Sieben Jahrzehnte nach Ende des Zweiten Weltkriegs und gut ein Vierteljahrhundert nach der Wiedervereinigung Deutschlands gehört die offene und schonungslose Auseinandersetzung mit den Menschheitsverbrechen der Nationalsozialisten, mit den Erfahrungen zweier Diktaturen und mit der Verantwortung, die daraus erwächst, zu den hart erkämpften, moralischen Errungenschaften unseres Landes. Dennoch erleben wir nach wie vor, wie schwierig es ist, Vergangenheit aufzuarbeiten und dabei unterschiedlichen Perspektiven und Erfahrungen, unterschiedlichen historischen Erzählungen wie auch unterschiedlichen persönlichen Geschichten gerecht zu werden. Geschichte vergeht ja nicht einfach. Die Art und Weise, wie wir sie erzählend vergegenwärtigen, prägt zum einen unsere Sicht auf die Gegenwart und damit auch unser Bild von uns selbst und unserer Zukunft. Der deutsche Soziologe Max Weber hat moderne Nationen deshalb einmal als "Erinnerungsgemeinschaften" bezeichnet, und wir sehen auf europäischer Ebene, wie es schwer Verständnis und Verständigung zwischen unterschiedlichen "Erinnerungsgemeinschaften" häufig sind.

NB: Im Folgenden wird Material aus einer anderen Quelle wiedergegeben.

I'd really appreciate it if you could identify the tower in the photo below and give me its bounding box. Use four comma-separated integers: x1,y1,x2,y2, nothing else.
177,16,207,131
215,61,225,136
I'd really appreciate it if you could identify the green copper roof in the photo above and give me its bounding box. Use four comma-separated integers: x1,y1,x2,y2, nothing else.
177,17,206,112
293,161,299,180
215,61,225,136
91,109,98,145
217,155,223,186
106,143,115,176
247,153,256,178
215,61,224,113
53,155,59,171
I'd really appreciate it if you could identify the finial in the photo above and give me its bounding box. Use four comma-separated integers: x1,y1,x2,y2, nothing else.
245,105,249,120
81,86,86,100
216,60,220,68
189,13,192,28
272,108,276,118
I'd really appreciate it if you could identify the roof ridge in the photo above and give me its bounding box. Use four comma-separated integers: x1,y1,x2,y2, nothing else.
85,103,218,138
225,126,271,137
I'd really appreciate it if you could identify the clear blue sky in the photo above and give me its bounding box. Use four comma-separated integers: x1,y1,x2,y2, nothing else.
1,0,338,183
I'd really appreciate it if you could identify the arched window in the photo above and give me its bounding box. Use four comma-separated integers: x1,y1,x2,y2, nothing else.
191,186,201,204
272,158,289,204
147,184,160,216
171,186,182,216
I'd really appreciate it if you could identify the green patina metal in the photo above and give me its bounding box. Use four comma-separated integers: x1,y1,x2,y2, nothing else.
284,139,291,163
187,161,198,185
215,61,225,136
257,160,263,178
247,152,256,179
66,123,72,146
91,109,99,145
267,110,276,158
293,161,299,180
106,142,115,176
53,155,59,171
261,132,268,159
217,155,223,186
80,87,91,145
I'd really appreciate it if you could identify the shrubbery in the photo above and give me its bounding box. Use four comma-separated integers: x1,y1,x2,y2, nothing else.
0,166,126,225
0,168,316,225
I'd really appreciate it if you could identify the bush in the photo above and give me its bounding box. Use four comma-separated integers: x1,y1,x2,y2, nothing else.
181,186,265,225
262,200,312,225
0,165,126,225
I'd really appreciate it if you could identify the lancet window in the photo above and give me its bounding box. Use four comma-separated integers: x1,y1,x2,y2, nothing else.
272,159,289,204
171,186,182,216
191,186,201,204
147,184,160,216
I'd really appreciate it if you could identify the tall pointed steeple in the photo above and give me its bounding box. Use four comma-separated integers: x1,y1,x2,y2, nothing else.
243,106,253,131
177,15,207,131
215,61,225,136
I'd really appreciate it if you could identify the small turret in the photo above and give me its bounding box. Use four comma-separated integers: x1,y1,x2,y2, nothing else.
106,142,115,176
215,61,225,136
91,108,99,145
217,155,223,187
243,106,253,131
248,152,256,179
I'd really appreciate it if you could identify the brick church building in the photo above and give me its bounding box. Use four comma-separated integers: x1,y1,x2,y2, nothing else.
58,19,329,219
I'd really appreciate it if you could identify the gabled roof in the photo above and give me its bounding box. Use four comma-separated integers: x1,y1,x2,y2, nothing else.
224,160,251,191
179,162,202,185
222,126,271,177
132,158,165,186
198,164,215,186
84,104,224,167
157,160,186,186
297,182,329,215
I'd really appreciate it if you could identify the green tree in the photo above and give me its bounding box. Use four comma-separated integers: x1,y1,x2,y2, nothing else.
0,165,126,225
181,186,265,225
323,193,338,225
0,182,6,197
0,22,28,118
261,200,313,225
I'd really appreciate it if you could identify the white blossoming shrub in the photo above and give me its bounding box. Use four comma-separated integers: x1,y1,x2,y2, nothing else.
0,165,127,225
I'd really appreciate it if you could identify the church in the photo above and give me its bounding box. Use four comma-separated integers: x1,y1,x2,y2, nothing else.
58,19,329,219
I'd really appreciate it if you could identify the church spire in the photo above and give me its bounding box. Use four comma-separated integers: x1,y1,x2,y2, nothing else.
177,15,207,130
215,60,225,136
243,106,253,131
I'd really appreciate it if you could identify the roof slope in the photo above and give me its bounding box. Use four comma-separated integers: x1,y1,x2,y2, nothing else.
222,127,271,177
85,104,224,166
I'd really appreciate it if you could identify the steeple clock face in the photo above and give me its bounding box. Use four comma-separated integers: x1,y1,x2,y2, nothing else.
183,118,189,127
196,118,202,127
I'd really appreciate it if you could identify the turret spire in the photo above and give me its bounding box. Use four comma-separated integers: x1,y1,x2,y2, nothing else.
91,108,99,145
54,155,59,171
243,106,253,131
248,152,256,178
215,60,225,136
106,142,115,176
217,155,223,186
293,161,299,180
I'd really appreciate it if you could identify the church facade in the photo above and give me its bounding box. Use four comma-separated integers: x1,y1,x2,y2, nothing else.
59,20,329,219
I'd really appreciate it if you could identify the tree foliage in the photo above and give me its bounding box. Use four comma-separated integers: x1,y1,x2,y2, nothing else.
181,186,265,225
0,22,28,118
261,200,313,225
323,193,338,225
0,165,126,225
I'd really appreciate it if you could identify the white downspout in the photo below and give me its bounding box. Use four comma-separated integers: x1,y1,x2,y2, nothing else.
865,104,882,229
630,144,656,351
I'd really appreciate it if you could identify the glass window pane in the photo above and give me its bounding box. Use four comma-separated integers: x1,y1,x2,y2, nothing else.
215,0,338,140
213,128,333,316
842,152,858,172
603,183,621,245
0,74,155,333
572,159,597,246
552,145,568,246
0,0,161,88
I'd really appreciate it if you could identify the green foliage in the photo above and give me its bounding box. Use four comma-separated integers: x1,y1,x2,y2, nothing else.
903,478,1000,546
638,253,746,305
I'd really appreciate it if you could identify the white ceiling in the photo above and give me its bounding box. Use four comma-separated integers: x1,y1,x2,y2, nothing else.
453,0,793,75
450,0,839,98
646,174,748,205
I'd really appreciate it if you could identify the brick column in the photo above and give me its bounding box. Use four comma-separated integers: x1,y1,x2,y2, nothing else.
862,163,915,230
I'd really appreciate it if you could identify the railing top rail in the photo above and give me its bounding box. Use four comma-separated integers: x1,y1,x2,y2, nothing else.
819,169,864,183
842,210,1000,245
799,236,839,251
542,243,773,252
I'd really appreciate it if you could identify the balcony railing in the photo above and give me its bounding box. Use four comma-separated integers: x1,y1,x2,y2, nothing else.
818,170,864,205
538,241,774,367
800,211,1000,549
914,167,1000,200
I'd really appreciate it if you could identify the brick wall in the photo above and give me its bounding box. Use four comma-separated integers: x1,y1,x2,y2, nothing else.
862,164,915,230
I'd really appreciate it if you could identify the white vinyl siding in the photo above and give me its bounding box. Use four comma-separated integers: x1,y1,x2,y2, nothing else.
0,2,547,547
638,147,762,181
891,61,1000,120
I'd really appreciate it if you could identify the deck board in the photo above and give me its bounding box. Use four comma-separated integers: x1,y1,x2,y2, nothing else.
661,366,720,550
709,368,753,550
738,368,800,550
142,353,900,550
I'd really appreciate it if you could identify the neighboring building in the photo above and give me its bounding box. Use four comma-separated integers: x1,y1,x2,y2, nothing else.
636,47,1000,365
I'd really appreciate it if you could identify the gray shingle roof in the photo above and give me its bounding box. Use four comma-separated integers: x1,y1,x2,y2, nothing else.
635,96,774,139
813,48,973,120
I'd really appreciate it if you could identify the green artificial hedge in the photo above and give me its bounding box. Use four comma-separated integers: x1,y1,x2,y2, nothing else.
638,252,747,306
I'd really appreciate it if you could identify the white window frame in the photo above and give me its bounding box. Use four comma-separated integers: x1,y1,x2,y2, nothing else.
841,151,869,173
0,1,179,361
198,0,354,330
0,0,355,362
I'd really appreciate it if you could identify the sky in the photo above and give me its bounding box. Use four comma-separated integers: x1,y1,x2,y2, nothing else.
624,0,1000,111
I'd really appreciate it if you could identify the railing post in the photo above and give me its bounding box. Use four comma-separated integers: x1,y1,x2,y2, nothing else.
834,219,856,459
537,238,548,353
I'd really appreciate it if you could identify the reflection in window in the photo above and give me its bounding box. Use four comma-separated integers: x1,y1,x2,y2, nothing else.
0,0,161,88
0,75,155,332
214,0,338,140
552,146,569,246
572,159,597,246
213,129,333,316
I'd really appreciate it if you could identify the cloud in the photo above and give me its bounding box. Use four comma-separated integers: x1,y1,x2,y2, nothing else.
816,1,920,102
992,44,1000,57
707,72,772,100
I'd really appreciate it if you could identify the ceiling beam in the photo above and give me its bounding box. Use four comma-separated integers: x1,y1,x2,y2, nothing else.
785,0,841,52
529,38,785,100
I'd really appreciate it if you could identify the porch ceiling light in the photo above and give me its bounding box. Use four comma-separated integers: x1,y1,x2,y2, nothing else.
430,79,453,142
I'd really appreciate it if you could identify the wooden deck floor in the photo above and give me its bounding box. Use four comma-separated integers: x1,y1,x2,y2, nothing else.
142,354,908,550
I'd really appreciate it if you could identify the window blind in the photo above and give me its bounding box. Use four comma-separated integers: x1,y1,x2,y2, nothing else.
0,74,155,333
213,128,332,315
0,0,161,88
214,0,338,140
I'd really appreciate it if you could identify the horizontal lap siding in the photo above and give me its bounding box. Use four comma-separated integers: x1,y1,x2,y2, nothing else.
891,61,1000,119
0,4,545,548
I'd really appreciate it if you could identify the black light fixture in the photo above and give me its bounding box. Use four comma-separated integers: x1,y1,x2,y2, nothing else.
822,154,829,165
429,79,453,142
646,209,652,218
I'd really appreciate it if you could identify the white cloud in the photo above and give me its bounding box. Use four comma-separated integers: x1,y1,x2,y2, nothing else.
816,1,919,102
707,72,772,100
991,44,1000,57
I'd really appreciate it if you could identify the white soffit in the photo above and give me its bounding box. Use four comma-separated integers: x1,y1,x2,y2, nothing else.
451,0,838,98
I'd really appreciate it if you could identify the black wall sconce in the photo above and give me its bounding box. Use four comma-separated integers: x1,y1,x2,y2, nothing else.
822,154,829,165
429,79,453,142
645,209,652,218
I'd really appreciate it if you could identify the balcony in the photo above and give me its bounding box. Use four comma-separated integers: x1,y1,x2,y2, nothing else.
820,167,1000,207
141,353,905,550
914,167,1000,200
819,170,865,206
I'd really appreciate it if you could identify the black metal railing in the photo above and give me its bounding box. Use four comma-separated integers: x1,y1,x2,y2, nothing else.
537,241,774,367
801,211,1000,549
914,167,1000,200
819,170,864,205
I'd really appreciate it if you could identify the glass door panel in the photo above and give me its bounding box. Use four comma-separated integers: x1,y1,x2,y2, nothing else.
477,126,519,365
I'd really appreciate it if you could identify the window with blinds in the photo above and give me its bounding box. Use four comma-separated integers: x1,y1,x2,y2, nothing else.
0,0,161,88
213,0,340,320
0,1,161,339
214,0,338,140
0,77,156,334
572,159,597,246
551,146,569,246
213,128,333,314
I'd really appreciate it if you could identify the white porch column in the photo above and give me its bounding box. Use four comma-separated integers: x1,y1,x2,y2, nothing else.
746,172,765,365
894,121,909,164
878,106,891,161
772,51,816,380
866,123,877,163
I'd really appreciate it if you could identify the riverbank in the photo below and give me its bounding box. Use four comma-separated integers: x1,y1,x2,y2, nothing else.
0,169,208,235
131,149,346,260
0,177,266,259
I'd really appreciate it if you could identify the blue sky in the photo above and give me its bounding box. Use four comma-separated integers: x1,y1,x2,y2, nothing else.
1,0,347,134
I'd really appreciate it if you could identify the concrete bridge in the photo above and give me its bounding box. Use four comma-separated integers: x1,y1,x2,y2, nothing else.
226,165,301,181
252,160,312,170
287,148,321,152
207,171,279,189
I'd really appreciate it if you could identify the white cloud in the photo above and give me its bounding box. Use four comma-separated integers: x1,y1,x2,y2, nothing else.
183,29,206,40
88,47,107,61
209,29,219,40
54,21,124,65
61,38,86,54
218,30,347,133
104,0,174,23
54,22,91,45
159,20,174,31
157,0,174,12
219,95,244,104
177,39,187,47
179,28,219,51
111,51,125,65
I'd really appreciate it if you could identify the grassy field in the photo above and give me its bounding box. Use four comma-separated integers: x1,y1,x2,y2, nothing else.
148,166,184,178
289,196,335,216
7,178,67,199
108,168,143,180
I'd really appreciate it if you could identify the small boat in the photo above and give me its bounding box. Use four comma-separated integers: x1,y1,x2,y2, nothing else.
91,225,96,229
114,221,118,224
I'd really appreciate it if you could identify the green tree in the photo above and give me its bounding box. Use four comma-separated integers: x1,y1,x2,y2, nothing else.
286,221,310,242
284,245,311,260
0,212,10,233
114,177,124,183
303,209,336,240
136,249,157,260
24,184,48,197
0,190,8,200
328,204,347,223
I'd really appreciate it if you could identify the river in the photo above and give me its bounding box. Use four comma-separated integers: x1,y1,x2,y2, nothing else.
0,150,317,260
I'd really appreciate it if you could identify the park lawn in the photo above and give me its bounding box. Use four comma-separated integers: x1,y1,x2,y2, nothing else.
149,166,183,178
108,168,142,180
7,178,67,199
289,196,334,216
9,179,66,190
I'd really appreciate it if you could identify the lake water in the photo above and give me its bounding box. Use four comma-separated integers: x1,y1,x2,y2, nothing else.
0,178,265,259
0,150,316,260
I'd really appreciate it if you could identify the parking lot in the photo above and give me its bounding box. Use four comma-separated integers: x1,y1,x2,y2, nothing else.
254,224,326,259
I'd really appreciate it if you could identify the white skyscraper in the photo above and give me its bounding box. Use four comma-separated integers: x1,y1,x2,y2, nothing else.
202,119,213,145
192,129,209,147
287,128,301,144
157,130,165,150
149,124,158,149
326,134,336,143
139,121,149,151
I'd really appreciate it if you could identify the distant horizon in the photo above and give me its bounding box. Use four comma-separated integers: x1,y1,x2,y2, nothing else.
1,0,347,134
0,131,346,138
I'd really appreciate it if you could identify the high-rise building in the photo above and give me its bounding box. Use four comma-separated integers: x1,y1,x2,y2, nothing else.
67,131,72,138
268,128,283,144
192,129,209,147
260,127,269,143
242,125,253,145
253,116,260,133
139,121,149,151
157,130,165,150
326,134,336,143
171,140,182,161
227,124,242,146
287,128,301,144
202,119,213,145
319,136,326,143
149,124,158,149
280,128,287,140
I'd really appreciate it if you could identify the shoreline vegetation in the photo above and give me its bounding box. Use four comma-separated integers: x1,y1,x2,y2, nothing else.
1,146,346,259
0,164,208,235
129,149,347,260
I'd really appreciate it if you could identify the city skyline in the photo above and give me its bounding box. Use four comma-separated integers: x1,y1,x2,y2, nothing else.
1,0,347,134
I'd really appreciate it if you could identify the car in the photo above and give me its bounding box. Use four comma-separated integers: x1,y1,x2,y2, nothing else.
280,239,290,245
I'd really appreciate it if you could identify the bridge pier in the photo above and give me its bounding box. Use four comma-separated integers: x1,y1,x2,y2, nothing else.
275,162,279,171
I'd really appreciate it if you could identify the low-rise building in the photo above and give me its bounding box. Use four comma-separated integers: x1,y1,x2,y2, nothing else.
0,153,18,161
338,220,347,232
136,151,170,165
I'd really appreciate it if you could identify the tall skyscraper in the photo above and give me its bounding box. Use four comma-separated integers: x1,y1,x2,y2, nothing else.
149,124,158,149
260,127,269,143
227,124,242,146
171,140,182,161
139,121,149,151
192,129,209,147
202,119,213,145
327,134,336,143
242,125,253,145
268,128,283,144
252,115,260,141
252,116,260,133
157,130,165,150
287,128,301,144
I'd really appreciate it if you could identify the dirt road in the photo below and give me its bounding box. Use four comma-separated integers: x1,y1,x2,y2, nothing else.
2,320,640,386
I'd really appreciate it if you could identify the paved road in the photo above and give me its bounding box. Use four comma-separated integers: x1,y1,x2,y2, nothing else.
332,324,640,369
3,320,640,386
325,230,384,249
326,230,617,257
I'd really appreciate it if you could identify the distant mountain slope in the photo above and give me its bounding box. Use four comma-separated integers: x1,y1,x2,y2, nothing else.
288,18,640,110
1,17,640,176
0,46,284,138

Zum anderen sind historische Erzählungen immer auch Kristallisationspunkte sehr unterschiedlicher, vielfach leidvoller individueller Erfahrungen und Erinnerungen. Auch unter Deutschen hat es unzählige zivile Opfer gegeben, und auch sie beanspruchen Raum in unserer Auseinandersetzung mit der Vergangenheit. Die Erinnerung an Flucht und Vertreibung ist dafür ein gutes Beispiel. Seit 2008 gibt es die "Stiftung Flucht, Vertreibung, Versöhnung" mit dem gesetzlichen Auftrag, - ich zitiere - "im Geiste der Versöhnung die Erinnerung und das Gedenken an Flucht und Vertreibung im 20. Jahrhundert im historischen Kontext des Zweiten Weltkriegs und der nationalsozialistischen Expansions- und Vernichtungspolitik und ihrer Folgen wachzuhalten."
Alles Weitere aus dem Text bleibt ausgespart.